Pur atterrito dalla mostruosità di quelle creature il giovane non si fece prendere dal panico, e sguainata la spada si gettò nella mischia dopo aver ucciso il primo aggressore, ma nel mentre la situazione, invece che migliorare, si era aggravata: comprendendo le difficoltà di attaccare dal portone, infatti, i mostri avevano puntato invece ai bastioni, riuscendo a scalarli con le loro mani artigliate e sciamando così all’interno in gran numero, giacché i tre guerrieri si ritrovarono ben presto attaccati da tutte le direzioni.

Ucciso l’ennesimo mostro Arthur si guardò un momento attorno, e comprendendo di essere ormai circondato parve quasi gettare la spugna, inginocchiandosi a terra e piantando con moderata forza la spada nel terreno.

«Che sta facendo?» gridò Niza.

Gora, accorgendosene, si fece bianco come un lenzuolo.

«Mio signore, non fatelo!»

Tuttavia, nel momento in cui sentì il suo compagno iniziare a salmodiare in una strana lingua, Gora prese subito l’iniziativa, richiamando le due statue sotto il suo controllo e mettendole a difesa di Arthur perché nessuno di quei mostri potesse toccarlo.

«Svelto, allontaniamoci!» urlò afferrando Niza per un braccio e portandolo con sé in uno stretto pertugio, di cui sbarrò immediatamente l’accesso animando una terza statua ed erigendola a proprio scudo. «Chiudi gli occhi!»

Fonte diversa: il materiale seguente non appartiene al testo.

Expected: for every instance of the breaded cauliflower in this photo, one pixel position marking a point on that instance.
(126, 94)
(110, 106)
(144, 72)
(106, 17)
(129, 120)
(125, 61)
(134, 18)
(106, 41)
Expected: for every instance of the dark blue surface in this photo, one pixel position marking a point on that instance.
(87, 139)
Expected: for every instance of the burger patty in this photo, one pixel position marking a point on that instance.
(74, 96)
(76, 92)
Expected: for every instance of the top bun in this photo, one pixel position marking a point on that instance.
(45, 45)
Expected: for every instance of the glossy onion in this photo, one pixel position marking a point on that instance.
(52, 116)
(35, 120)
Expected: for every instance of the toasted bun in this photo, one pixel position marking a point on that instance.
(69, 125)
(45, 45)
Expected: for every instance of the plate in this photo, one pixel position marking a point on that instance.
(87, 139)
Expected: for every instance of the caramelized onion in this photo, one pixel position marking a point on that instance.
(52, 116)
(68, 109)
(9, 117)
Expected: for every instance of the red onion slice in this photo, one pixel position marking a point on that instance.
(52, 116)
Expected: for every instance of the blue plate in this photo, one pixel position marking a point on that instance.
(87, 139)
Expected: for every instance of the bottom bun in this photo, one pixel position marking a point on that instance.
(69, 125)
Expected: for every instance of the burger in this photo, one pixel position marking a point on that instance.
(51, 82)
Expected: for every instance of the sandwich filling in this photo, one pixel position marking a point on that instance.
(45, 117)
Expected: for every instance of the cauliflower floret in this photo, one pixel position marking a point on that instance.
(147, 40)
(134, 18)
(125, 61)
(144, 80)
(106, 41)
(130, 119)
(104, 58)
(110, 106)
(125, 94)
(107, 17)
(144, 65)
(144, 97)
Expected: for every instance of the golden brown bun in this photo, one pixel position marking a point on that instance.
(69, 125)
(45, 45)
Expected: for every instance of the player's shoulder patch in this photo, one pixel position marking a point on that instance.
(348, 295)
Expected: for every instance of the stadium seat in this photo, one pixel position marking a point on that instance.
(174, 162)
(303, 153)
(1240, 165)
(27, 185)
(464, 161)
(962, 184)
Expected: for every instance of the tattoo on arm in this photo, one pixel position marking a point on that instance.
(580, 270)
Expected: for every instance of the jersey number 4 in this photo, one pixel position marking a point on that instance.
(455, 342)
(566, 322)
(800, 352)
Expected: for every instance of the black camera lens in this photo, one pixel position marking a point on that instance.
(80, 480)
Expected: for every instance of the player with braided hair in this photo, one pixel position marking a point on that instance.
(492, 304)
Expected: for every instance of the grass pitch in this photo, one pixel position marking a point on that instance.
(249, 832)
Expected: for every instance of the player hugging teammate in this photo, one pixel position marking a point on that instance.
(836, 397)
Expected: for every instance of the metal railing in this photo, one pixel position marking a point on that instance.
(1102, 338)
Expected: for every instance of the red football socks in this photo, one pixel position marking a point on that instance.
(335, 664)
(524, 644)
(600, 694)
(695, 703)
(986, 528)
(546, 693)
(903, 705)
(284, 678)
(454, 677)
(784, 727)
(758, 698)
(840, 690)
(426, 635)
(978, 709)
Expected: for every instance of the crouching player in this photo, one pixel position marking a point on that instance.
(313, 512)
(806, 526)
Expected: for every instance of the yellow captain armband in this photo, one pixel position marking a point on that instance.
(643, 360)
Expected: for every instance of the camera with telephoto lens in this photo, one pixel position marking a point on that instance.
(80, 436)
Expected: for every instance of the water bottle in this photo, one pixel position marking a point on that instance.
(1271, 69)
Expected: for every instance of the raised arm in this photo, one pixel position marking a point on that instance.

Niza, pur sempre più confuso, obbedì, lasciando Arthur da solo nel mezzo del cortile; questi, imperterrito, continuò a salmodiare, le mani ben strette attorno all’elsa, e d’improvviso il gioiello che portava al collo esplose in un accecante bagliore di luce, che accompagnato da una violenta raffica di vento si propagò in ogni direzione con la potenza di un tornado.

Le creature cercarono a loro volta di proteggersi, ma come il bagliore, potentissimo, le investì, i loro corpi si mutarono nuovamente in quella sorta di catrame putrescente che rapidamente si dissolse, e così pure quelli che erano già morti; anche le statue evocate da Gora caddero in pezzi, private da un istante all’altro dell’energia che permetteva loro di muoversi, fino a che nella fortezza non tornarono la quiete ed il silenzio.

Quando Niza aprì gli occhi, di quei mostri non vi era più traccia, e nei suoi occhi si stampò uno sguardo di incredulità mista a sgomento.

«Mio signore…» disse Gora avvicinandosi, impassibile, ad Arthur, che rialzatosi rinfoderò la spada

«Ormai non ci sono più dubbi.»

«Se è in atto un’orda» disse Gora guardando verso il cielo. «Presto manderanno qualcuno. E sicuramente avranno percepito anche l’incantesimo.»

«Dobbiamo fare presto.»

I loro pensieri però vennero bloccati dal rumore, alle loro spalle, di un’arma sguainata; voltatisi, video Niza che, tremante, teneva la spada puntata contro di loro.

«Chi… che cosa diavolo siete voi?» domandò a denti stretti.